I’ve been working remotely my entire career and there are some tricks I’ve developed along the way that I have come to view as essential in achieving balance:

1. Have a separate home office

Sure, you can throw a desk in the corner of a room and call it a working space. But if you also sleep or relax in that room “off-hours”, it’s difficult to mentally separate work from life. Additionally, it may be difficult for other people you live with to understand the boundaries as well. It’s easy to justify bothering you when it’s unclear what mental mode you’re in.

I know this isn’t an easy one. Not everybody does or can have a dedicated home office. But do your best. Consider creative alternatives like room dividers, coworking areas, etc.

2. Get away from your computer

You need to take breaks. When you’re in an office, this is easy. You usually have to go away/out for lunch. A coworker may grab you and ask if you’re interested in taking a walk. But when you’re home, the impetus is usually on you.

For me personally, this means grabbing lunch out at least a couple days a week. I also have a dog, so making it a ritual to take a long walk with him mid-afternoon is helpful. Your mileage may vary, but whatever it takes, you’ve got to find a way to take physical and mental breaks.

3. Improve your meetings

There’s no better way to guarantee days that are exhausting and likely to have you playing catch-up at night than filling your calendar with long meetings with random 15-30 minute intermissions. Get your team on that same page and make it so that meetings are short, to the point, and grouped together. This ensures you’re able to collaborate and get your individual work done - efficiently.

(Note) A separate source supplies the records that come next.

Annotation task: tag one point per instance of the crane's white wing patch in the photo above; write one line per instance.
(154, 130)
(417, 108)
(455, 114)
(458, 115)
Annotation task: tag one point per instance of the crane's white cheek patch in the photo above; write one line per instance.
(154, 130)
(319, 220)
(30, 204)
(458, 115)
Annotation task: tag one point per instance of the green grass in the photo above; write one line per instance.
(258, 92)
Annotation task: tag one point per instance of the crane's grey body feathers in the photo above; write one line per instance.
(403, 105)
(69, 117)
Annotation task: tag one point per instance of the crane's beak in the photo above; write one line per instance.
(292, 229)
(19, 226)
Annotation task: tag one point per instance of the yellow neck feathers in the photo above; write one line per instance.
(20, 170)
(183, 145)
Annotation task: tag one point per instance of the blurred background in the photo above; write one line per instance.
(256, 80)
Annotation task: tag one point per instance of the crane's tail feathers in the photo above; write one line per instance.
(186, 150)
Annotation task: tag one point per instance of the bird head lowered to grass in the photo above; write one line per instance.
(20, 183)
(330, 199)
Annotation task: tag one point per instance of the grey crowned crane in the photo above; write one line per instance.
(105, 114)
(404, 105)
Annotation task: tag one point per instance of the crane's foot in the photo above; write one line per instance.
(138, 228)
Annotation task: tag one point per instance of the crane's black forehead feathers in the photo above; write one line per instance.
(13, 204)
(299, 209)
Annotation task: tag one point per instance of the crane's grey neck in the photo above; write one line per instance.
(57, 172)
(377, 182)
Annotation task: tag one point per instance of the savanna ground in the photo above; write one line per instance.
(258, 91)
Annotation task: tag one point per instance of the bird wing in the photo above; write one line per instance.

4. Get the ebb and flow right

Yes, we live in an always-on world and there’s probably a part of you or your job that expects you to be highly available. That’s not a bad thing. It’s the tradeoff that comes with more trust from your employer to get your job done regardless of location or schedule.

Being more available doesn’t need to mean working more. It just means partitioning the hours in your day such that both your life and your work are operating constantly and in harmony. This means getting realistic about the fact that you might need to work a little bit at night, but that doesn’t mean you can’t pause for a nice work-free dinner. Simultaneously, you might run out mid-day to pick up your kids, but that doesn’t mean you can’t work for another couple hours between doing that and worrying about dinner.

Just make sure that whatever you’re doing, you’re focusing on that thing - even if it’s just for an hour at a time. Your family and friends deserve your attention. Your work deserves your attention. You deserve some downtime to yourself! But none of that is really happening if your mind is on all of it at once.

What helps you achieve balance in this new always-on, primarily-remote world?